If it isn’t obvious from my blog posts, as well as from my facebook updates and tweets, running has kind of taken over my life (or, at least my social media life, because I can’t/won’t talk about work in these fora). Turns out running sometimes takes over my entertainment choices, too, and in between listening to podcasts about running, watching movies and documentaries about running, stalking running blogs, and planning to watch races on tv, I also read about running.
My latest running book was Kathrine Switzer’s Marathon Woman. Switzer was the first woman to run the Boston Marathon as a numbered entry (and the second woman ever), after she registered with her initials, in 1967. Switzer was attacked by one of the race directors when they figured out she was a woman, while she was running the marathon. Although I find that it can be very difficult for the authors of autobiographies to strike the right tone in recounting their own lives, but Switzer’s book definitely left me thinking a lot about women and running.

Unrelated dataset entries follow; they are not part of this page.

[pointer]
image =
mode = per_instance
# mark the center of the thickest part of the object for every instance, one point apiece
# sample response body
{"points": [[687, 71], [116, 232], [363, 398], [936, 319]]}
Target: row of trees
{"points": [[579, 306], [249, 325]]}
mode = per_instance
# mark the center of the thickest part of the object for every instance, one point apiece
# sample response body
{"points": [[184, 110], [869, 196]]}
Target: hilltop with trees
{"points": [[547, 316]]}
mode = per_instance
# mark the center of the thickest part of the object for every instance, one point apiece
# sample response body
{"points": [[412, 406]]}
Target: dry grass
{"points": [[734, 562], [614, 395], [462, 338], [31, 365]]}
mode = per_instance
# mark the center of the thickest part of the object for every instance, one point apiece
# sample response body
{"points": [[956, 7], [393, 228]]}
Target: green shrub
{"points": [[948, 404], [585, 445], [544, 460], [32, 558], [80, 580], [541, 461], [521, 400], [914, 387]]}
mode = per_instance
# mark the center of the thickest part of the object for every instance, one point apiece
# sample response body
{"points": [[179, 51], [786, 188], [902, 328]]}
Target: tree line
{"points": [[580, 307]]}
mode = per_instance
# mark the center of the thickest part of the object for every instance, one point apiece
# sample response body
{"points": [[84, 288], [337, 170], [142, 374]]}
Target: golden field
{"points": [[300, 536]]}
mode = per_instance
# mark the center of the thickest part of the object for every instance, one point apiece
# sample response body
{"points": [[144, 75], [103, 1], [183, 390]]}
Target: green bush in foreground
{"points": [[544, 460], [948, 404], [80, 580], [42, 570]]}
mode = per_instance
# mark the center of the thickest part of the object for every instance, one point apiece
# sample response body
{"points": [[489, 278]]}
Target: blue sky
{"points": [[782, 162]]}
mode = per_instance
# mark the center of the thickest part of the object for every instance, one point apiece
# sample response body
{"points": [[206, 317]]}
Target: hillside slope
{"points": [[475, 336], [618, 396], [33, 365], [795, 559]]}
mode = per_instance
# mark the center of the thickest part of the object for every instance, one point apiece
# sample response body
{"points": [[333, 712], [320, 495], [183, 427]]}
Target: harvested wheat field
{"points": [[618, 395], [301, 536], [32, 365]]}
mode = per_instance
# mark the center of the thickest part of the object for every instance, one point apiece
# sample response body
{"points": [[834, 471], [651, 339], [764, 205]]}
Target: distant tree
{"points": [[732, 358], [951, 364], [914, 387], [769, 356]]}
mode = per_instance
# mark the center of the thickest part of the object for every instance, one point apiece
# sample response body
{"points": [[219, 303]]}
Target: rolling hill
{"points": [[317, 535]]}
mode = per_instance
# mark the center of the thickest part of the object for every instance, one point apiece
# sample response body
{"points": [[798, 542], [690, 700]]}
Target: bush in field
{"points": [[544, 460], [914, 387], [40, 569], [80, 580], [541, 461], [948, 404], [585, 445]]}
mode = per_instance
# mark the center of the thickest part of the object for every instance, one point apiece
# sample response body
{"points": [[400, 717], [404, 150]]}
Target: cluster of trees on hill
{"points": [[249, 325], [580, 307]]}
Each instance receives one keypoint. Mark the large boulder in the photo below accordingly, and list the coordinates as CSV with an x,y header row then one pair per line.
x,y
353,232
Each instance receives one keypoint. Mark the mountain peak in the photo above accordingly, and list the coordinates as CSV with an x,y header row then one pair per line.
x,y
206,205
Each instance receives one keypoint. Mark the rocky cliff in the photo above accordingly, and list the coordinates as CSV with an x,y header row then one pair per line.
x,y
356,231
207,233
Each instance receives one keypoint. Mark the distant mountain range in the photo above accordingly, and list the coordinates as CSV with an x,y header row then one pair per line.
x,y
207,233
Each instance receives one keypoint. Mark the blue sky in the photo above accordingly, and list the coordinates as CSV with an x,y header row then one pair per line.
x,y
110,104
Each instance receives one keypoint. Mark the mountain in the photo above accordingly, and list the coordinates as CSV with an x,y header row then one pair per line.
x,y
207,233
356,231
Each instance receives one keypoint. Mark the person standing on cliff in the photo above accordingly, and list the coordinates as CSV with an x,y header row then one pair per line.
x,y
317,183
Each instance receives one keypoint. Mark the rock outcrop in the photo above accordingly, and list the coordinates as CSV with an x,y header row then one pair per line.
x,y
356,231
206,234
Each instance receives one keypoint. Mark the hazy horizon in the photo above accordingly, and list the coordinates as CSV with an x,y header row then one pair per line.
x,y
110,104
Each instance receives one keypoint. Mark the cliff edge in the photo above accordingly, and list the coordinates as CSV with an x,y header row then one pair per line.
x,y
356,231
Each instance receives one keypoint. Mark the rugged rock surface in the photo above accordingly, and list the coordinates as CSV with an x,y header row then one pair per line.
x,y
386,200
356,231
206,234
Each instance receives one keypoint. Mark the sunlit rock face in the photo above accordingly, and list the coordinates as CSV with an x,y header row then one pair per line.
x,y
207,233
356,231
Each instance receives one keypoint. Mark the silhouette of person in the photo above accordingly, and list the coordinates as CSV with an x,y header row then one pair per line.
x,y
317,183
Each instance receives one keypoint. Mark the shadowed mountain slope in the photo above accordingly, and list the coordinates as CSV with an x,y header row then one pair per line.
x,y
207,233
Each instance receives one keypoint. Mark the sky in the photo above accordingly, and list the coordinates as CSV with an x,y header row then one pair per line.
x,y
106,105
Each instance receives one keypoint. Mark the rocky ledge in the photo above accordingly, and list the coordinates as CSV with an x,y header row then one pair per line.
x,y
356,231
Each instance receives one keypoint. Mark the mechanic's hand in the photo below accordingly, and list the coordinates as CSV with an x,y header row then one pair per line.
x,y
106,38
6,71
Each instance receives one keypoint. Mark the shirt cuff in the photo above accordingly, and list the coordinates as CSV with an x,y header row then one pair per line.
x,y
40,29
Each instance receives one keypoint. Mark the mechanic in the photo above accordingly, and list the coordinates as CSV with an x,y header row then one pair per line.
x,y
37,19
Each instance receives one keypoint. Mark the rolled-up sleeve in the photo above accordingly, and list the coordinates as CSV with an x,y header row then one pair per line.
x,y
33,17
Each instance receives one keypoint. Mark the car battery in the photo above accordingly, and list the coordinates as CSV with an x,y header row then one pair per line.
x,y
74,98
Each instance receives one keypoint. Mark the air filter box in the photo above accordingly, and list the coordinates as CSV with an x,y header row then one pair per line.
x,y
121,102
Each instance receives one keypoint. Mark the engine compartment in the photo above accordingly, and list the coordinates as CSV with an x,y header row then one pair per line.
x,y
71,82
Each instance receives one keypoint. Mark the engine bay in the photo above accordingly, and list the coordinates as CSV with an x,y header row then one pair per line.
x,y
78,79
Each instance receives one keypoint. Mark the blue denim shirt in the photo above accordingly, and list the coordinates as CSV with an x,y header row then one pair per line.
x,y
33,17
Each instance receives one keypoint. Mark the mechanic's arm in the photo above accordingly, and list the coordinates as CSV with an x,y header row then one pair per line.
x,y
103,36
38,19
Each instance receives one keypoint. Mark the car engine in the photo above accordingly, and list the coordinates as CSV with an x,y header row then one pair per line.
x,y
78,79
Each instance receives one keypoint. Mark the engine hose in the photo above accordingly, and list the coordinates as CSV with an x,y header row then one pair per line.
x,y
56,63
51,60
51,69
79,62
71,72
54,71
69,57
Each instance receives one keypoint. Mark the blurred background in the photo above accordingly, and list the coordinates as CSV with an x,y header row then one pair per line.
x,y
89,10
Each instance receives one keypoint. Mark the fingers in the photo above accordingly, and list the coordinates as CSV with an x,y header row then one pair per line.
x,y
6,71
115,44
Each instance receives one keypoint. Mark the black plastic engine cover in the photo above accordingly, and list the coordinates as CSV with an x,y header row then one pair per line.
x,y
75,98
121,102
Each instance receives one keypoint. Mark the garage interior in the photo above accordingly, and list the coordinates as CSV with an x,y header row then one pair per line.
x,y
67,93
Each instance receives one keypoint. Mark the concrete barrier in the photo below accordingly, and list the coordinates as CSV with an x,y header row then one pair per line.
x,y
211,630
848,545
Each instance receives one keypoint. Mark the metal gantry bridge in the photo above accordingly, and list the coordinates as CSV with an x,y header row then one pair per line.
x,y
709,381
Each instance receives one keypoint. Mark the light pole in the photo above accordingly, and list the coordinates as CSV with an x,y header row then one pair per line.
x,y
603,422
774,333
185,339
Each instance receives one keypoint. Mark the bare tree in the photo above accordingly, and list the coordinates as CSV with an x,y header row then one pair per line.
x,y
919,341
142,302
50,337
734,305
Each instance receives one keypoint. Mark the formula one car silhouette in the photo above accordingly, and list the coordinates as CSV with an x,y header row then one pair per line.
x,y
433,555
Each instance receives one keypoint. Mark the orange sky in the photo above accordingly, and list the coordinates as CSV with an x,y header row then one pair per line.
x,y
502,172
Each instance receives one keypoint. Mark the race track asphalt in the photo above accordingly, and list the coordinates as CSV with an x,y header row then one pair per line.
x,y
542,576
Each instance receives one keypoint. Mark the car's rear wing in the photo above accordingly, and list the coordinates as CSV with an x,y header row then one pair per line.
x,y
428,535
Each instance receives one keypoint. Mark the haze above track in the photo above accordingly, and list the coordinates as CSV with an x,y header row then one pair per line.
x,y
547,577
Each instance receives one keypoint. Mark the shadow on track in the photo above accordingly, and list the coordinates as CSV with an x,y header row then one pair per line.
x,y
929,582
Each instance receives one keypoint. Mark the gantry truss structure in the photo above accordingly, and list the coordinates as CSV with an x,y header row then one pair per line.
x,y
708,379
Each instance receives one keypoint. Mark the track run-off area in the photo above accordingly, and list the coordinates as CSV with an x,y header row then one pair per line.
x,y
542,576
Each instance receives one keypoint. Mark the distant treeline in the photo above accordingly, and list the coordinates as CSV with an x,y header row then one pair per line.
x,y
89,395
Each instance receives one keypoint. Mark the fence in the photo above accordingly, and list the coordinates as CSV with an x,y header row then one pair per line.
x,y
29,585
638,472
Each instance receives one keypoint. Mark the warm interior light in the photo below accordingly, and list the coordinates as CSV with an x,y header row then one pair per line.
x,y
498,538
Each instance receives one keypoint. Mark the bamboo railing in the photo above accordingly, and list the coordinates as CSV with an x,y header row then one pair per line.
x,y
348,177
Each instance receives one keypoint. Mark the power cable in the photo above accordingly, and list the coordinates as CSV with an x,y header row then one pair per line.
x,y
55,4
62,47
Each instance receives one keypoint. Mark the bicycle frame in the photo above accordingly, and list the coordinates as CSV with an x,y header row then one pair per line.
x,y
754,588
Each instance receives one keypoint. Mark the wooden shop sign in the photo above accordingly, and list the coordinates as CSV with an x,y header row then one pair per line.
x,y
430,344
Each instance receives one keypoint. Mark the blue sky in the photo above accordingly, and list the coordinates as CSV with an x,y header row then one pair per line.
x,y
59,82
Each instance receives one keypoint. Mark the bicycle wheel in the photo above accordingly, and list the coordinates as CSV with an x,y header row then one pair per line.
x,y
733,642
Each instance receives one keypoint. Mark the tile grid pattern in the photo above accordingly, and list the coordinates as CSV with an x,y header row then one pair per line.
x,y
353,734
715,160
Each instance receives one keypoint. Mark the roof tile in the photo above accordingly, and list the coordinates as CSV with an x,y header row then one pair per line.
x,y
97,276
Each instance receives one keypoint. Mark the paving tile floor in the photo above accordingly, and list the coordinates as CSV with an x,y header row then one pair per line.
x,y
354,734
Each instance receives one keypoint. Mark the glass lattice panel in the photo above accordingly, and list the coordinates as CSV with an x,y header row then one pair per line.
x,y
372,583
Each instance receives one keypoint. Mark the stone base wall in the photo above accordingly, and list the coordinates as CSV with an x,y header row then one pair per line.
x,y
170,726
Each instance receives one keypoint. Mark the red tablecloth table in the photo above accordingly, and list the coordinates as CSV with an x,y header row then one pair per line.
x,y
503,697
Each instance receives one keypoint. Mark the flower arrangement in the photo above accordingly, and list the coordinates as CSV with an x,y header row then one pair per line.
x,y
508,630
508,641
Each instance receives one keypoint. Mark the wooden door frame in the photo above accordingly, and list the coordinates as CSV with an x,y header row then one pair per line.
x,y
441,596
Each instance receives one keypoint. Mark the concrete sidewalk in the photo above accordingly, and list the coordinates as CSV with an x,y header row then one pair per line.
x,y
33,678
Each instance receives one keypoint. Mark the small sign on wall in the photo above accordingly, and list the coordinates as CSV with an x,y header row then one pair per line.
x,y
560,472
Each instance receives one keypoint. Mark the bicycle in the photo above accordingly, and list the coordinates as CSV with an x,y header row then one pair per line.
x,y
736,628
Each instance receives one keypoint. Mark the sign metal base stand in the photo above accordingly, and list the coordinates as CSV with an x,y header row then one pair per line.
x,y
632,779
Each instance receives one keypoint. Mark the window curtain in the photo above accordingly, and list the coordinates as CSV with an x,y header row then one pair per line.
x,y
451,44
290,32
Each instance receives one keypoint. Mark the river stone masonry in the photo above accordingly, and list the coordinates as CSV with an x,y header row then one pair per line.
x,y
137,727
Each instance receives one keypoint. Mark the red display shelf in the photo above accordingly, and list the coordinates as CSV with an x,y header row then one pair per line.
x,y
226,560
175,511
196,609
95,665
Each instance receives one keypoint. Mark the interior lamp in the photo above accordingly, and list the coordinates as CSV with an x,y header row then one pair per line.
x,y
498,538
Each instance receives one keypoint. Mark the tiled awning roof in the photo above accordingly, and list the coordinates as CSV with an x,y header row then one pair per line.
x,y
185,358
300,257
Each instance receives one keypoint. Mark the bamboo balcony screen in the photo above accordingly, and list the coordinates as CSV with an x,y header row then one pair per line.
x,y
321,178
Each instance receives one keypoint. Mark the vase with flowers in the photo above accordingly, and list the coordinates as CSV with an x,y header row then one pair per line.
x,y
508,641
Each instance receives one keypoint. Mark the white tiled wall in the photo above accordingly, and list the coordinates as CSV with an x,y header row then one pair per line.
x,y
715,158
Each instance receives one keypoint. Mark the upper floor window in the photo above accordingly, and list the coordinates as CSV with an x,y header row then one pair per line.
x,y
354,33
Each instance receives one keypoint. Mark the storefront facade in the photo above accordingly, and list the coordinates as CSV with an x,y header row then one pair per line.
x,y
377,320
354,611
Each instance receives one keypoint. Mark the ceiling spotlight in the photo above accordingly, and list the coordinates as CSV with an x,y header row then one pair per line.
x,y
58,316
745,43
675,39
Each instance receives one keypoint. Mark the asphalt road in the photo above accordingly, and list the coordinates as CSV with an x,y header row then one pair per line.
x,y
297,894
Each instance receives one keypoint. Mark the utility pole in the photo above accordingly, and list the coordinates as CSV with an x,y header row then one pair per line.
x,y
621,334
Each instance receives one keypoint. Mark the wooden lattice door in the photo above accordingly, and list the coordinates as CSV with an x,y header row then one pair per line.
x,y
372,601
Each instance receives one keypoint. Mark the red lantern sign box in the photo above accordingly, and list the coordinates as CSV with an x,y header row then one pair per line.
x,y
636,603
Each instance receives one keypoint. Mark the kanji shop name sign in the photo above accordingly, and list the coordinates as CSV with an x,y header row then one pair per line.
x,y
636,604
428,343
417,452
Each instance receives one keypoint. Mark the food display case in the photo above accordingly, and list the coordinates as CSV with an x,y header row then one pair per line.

From http://www.marathonwoman.com/ |
Over the years, I’m sure I’ve heard many of the arguments that were used to oppose women’s running, particularly distance running. Women are too weak to run. Running will make a woman’s uterus fall out. It will cause miscarriage. They’re laughable now, but what Switzer’s book made me realize is that they weren’t myths, but accepted as fact in this country, less than 35 years ago (and probably more recently than that, actually). That’s…recent history.
I suppose its somewhat of a coincidence that I was reading Marathon Woman in the middle of the latest “conversation” about the role of government, birth control, religion, and women’s health. (Then again, when are we NOT having this particular conversation?) As a woman whose law school health insurance did not cover birth control for the purposes of birth control for religious reasons (although I suspect it’s mostly not offered as a cost-saving measure, frankly, but I’m just cynical like that), I support the new regulations. But, the real point is that a lot of the rhetoric about women’s health feels like an attack. I feel like no one ever asks me or other women about our priorities or our opinions on the policies that affect our bodies. It makes me angry.
But running makes me feel defiant. It makes me feel like we have made progress, even in my lifetime (which I realize is increasingly not as short a measure of time as I like to think). Women have only been allowed to run the Boston Marathon since 1972. I’m a year older than the women’s Olympic marathon. But, my generation of women has never been told that we can’t participate in sports – we are the women of Title IX. If we weren’t active, it’s because we didn’t want to be or because we weren’t encouraged to be (which is a whole separate, ongoing, and important problem). It isn’t because someone told us that there was something defective about our physical and physiological make-up that prevented us from being athletes. When I go for a run, I feel like I’m flipping a finger at all the men, and they’re mostly men, who want to tell me what I can and can’t do with my body and imply that I’m not responsible or mature enough to make those decisions for myself.
Switzer’s book made me think about my mom. She was born in 1940 and was 26 when Switzer first ran Boston. She wasn’t physically active, but she wanted me to be and really encouraged my figure skating (which I did from 3rd-12th grade). I’m pretty sure that she would be amazed by and proud of my running, but I really wish I could sit down and talk to her about the changes that she saw in the lives of and opportunities available to women in her lifetime. At the age that I took up running, it wasn’t really even an option that was available to her, even though I think of her as a pioneer in so many ways. I think of her as part of the first major wave of professional women, a group which includes most of my friend’s mothers, as well, and her journey has definitely always inspired me. But, I also wonder what she would have done with the opportunities that are available to me, that were not options for her, including running. Would my mom have been a runner, if her childhood had taken place post-Title IX?
Please don’t think that in celebrating progress that I’m throwing in the towel on equality: I recognize that many of the strides (ha – running pun) made by white, middle/upper-class, professional women, like me and like Switzer, are not shared by millions of other women in this country or around the world. Compared to so many other women, I’m firmly in the 1%. And, I know having access to a gym, gear, money to pay for race entries, and (most importantly) safe places to run makes me extraordinarily privileged. But I will celebrate the fact that in 2011, 41% of marathon finishers were women (1980 – 10%) and 59% of the half-marathon finishers (up 10% over 2005)* and send a silent thank you to the women pioneers, like Switzer, who blazed that trail for us every time I go for a run.